User Story Mapping 101
Aymane ZAGHRAOUI

Aymane ZAGHRAOUI

15 December, 2021 · 4min 📖

At the beginning of any product development, most of the time, you find yourself drowned with a numerous amount of features as a result of your brainstorm with your customers as well as the rest of the stakeholders.
And as you go and start breaking them down into high-level user stories, it becomes more difficult to have a clear vision of the different steps the product will undergo to achieve customer and user satisfaction.
That's where comes to play the infamous technique introduced by Jeff Paton that helps map out your user stories visually which could be compared to painting a big picture of the process the user you're designing the product for will go through the system and why.

1 - What is User Story Mapping?

User Story Mapping is a visual planning technique that describes the user journey the users of your product will experience within the system in the most delightful way.
It is characterized by noting detailed requirements from the perspective of different users in order to create a high utility and efficient product.
Usually, a group of 3 to 7 people is needed to carry out this activity :

  • Product Owner
  • UI/UX Designer
  • Engineers
  • And in case some domain knowledge is required, the stakeholders

Primarily, User Story Mapping relies on collecting user stories to convey requirements from users’ points of view.
It's a guide that emphasizes the steps and ensures a smooth flow in the development process of your product. The development team categorizes the user stories in order of priority.

2 - Why is Story Mapping so important?

Among the many aspects that proved to be useful with User Story Mapping :

  • Create a shared understanding of the product within the team which prompts discussion given the visual two-dimensional format
  • See the big picture of a system and how  all the interactions fit together
  • Plan your product releases
  • Identify unknowns and uncertainty in the functionalities to be developed
  • Better emphasize the users' experience
  • Forces your team to see the product from your users’ perspective
  • Avoid having a flat (and boring) backlog for your product
  • Prioritize work and focus on the most important features first
  • Frequently deliver more values sooner to your customer

3 - How to map your user stories in 7 steps?

User-story-map

1. KYU (Knowing Your Users)
You’ll need to identify your users and develop a deep empathy for them.
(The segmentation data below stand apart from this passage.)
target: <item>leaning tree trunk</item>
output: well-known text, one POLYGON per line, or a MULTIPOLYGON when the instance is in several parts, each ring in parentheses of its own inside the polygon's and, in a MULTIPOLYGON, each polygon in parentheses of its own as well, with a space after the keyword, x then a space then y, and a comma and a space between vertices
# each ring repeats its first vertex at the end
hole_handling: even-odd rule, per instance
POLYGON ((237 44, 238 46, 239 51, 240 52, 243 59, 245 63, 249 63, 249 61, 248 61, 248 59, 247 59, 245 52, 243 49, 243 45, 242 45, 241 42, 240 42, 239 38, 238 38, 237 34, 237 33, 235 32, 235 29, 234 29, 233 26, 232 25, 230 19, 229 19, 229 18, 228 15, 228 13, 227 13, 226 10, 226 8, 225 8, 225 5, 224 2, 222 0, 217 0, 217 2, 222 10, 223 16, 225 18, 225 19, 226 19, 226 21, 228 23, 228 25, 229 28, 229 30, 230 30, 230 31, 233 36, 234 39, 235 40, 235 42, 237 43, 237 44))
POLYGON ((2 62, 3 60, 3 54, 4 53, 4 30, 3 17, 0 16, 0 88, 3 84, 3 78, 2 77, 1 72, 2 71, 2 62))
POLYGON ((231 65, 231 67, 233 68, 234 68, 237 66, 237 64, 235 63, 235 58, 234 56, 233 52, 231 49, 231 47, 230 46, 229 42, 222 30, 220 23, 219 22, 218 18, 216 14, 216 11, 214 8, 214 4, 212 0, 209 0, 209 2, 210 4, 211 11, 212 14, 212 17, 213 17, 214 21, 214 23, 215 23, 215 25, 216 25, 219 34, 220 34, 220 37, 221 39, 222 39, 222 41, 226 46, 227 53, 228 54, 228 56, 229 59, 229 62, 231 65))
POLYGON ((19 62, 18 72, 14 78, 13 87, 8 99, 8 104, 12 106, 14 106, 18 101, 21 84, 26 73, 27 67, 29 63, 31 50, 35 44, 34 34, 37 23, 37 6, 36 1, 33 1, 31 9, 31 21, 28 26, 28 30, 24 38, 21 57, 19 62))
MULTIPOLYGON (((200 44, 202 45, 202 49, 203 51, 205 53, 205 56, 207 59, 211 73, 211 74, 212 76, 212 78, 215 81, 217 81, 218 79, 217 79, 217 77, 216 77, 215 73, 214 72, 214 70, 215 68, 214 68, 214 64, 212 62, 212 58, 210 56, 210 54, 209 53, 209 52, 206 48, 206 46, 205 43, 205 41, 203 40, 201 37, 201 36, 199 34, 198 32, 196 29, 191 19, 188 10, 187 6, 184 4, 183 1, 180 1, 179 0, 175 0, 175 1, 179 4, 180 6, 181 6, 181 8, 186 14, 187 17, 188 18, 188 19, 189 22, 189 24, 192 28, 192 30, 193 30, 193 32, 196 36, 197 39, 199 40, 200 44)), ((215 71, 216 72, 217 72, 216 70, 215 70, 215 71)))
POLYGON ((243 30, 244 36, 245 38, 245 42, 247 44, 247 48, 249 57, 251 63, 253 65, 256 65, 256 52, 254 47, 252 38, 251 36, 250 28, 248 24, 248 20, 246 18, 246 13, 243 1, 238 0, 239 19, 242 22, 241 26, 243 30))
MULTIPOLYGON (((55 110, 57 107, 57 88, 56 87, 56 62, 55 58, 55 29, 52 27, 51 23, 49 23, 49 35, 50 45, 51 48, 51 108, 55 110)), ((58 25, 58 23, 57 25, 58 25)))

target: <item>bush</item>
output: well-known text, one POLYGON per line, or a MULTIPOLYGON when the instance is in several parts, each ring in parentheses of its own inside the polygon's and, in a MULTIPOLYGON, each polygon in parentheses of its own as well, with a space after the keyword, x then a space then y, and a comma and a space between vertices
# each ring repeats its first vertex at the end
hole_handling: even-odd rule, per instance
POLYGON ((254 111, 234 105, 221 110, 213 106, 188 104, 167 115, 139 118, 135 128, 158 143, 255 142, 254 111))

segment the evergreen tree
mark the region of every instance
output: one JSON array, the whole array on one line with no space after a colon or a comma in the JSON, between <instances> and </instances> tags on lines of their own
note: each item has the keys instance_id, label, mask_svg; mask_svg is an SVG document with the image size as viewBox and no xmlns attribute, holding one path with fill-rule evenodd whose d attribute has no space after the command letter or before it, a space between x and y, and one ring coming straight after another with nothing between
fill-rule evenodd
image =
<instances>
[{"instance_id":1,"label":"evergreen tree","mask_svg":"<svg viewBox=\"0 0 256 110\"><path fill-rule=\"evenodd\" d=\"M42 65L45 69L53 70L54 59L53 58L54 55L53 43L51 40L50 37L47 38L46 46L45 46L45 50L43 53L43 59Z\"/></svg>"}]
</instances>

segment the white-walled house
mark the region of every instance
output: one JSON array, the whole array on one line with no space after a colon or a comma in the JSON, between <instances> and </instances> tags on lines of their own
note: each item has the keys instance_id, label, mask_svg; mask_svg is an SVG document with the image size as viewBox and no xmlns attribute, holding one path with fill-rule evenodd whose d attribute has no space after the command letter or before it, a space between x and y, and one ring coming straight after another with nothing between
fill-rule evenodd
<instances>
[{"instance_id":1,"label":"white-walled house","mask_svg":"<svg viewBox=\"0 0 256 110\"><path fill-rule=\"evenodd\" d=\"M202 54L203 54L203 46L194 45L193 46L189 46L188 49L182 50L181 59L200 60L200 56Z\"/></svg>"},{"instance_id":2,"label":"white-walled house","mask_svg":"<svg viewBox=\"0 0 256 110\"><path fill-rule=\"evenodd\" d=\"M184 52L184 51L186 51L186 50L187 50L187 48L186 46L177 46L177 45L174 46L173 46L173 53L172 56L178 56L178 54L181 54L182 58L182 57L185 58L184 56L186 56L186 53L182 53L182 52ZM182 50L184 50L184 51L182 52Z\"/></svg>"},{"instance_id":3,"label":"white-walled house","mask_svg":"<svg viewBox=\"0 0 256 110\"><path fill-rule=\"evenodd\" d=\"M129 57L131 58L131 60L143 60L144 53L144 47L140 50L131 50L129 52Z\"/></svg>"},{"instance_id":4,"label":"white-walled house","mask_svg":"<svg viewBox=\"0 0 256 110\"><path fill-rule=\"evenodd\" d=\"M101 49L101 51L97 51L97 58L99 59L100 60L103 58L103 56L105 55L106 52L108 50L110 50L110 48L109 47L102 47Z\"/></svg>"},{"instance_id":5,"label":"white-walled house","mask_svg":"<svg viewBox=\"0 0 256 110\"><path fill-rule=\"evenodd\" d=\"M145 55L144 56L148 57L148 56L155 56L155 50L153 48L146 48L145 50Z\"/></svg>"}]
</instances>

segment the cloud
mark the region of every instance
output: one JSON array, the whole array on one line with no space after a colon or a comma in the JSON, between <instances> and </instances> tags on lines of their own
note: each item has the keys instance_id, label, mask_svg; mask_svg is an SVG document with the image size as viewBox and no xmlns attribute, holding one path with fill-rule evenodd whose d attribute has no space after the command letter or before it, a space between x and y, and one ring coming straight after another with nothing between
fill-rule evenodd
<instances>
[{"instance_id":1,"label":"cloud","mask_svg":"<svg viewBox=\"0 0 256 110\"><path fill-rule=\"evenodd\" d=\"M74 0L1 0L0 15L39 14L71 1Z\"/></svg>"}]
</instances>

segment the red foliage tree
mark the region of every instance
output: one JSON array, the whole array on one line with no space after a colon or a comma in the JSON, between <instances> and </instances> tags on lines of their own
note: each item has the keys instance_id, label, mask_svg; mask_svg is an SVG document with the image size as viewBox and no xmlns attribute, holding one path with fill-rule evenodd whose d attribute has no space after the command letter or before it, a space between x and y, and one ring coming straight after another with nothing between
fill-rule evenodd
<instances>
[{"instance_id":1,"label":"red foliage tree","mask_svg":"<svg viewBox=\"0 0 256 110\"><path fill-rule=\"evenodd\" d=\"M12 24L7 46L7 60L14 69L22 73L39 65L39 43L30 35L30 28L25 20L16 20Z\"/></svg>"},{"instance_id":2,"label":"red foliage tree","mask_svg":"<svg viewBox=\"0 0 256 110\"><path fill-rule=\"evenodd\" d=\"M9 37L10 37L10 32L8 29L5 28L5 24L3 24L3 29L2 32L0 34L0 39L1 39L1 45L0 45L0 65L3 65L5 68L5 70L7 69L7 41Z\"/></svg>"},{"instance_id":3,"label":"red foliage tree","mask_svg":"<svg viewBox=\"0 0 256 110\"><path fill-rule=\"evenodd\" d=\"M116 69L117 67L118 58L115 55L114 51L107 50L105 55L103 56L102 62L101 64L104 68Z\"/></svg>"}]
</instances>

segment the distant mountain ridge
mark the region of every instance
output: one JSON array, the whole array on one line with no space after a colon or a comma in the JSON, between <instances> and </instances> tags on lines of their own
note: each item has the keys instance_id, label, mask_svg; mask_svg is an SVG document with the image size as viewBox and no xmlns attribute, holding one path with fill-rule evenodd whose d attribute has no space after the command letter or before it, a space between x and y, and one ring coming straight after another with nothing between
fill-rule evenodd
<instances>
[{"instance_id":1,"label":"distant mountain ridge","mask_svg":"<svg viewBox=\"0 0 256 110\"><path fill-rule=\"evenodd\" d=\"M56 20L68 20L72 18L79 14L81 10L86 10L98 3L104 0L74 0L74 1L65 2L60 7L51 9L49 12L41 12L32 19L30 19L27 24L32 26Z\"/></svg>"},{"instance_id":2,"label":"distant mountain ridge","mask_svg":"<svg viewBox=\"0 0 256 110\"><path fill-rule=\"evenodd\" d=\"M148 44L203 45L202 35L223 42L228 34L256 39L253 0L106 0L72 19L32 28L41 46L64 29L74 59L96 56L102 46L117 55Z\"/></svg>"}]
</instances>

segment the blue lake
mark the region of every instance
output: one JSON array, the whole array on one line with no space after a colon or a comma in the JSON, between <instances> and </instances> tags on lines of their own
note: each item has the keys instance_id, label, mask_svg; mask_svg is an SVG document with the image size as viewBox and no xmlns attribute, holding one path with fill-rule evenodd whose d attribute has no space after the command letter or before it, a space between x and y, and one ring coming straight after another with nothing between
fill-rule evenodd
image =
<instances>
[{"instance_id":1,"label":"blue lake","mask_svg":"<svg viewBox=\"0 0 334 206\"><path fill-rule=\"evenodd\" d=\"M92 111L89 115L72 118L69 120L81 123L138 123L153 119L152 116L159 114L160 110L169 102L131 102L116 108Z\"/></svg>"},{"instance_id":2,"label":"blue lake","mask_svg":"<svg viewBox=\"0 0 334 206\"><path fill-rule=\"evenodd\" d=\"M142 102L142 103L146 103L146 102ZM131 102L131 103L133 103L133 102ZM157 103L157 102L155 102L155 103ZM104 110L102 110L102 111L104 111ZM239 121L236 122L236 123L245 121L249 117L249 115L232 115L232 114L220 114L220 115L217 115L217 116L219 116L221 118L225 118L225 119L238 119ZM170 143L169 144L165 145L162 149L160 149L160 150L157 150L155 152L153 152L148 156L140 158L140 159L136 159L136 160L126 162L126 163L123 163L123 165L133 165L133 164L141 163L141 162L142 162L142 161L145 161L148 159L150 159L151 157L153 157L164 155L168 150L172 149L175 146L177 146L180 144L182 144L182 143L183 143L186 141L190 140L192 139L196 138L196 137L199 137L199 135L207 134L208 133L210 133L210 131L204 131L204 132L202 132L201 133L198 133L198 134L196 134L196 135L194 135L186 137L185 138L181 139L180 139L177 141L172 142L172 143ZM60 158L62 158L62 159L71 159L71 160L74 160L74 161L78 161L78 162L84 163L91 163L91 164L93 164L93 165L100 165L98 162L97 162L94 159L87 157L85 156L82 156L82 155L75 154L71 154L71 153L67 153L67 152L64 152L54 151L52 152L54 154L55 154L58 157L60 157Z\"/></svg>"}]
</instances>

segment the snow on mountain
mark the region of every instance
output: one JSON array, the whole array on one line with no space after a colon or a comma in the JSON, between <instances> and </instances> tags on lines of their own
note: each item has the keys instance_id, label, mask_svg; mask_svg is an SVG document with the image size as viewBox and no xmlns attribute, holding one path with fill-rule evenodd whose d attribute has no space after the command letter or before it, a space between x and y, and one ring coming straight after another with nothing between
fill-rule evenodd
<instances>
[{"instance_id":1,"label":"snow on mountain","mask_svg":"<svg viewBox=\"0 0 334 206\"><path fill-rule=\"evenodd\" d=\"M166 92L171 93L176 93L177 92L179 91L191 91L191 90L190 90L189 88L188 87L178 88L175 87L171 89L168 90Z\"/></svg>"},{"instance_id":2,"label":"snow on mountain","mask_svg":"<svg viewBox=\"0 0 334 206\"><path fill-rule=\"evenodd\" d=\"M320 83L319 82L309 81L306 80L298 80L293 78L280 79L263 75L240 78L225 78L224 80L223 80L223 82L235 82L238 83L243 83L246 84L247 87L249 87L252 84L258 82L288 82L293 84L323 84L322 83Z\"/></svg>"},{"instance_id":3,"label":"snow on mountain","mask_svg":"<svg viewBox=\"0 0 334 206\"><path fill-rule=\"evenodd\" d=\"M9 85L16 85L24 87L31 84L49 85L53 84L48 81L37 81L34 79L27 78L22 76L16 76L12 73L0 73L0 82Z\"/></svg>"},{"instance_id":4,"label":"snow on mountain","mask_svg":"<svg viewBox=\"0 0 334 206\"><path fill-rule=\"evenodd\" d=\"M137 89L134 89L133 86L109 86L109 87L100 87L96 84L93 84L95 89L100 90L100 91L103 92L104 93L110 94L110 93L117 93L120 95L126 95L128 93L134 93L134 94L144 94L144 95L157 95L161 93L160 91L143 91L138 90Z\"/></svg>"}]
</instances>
Different people will interact with your product differently and have different objectives.


2. Pointing out the tasks
The question here is, how will your users interact with your product? It is crucial to summarize the goals the users achieve by using the product from their point of view.
Write each task on a post-it. This is important so that post-its can be reordered to build a logical narrative in the next steps.


3. Narrate your story
From the first tasks to be completed to the last, rearrange them to describe the journey the user is taking through the system.
It is the backbone that shows the process from beginning to end, with all the high-level activities the user will complete while using your product. The backbone is critical because it gives your team the “why” and the context behind the journey.


4. Add more as the understanding grows
Merge all duplicates together, and think about all the spot holes, alternatives, and exceptions that hadn’t been considered before. You're now starting to create a richer picture of the system you're trying to build.


5. Assemble all your tasks by activity
Group all the tasks that are naturally completed together at the same time or work together to achieve a bigger goal into activities and epics.


6. Slice it up!
This step is crucial as it helps to identify the minimum actions needed to accomplish the goal of a journey.
There are different ways to slice your user stories. Naturally, you will want to define a business objective and put together all the features that cut through it horizontally from start to finish. Usually, the first span (also called MVP) should be the smallest set of user stories required to be useful to achieve that business objective of yours.
Continue to do so with each set of features and draw a line under each one of the those spans. That, we will call your release plan.


7. Add more, more details!
This is the part where you supply your tasks with more details including all the requirements, validation rules to consider, assets for the task to be completed. This is your chance to collaborate with the team and your stakeholders to define the most important rules or generally called acceptance criteria for each of your user stories.

...The story doesn't end here!
This was an overview of how you can start off using User Story Mapping in an Agile project to your advantage as it greatly helps build a shared understanding of your product and bridge the gaps between the members of your team : designers, developers, and business stakeholders.
A User Story Map, just like a product roadmap, doesn't need to be static. Teams can always update it with findings from research, estimations, and customer feedback from sprint reviews and product releases. The Story Map can be used as a visual roadmap of the planned and remaining work.
Finally, this exercise has its importance in making the team build a great empathy to the user they're developing the product which can only bring more value to the increment they are building. Story mapping is a tool to help product owners and their teams create customer value with an iterative & incremental approach and offers many opportunities to introspect and improve.